Он замялся, почесал затылок.
— Какой-то мастер из контадо… Не помню имени.
— Уходи, Дукат, — отрезал я, бросив копьё к его ногам. — И не возвращайся, пока не вспомнишь.
Он сжал губы, кивнул и вышел, сутулясь. На самом деле попытка была хороша. Копьё — почти на метр длиннее тех, с какими обычно идут в бой рыцари. Сокрушительное преимущество. Но я знал: несмотря на примитивность местных технологий — или, наоборот, из-за них — сама идея почти ничего не стоит. Если у тебя нет мастера, который сделает из дерева колесо, можешь хоть пять раз на дню его изобретать.
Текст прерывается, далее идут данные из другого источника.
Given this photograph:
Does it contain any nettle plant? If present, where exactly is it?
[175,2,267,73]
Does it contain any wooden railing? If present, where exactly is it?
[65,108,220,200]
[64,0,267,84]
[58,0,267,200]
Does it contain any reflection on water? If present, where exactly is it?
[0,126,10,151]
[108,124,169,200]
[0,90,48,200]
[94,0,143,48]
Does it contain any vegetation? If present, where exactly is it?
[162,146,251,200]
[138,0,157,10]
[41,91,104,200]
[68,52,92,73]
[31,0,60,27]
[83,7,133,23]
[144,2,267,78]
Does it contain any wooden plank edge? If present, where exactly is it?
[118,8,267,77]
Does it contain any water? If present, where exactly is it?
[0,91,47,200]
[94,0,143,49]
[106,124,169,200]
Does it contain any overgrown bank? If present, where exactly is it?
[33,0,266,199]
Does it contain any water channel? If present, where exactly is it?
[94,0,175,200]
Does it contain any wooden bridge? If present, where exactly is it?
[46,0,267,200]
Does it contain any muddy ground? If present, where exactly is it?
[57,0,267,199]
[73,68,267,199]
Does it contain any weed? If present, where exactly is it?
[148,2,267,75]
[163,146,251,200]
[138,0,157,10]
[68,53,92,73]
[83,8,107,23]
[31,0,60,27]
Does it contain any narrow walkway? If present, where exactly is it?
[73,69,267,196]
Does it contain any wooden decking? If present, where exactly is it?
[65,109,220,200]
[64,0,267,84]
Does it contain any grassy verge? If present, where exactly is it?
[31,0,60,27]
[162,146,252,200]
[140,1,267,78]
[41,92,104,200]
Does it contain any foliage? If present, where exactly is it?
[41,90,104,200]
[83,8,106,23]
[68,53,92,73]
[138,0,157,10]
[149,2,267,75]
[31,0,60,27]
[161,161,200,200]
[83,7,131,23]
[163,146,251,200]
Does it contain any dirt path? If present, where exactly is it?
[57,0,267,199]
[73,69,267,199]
Да, Дукат молодец, принёс прямо-таки вундервафлю. Вот только секрет её изготовления пытался оставить при себе. И ещё надеялся
— Мой сеньор… — наклонился ко мне Сперат, стоявший за спинкой трона.
— Нет! — оборвал я его. Я знал, что он сдружился с Дукатом. Придётся раздружиться.
— Я хотел предложить вам вина, — несколько обиженно пробасил Сперат.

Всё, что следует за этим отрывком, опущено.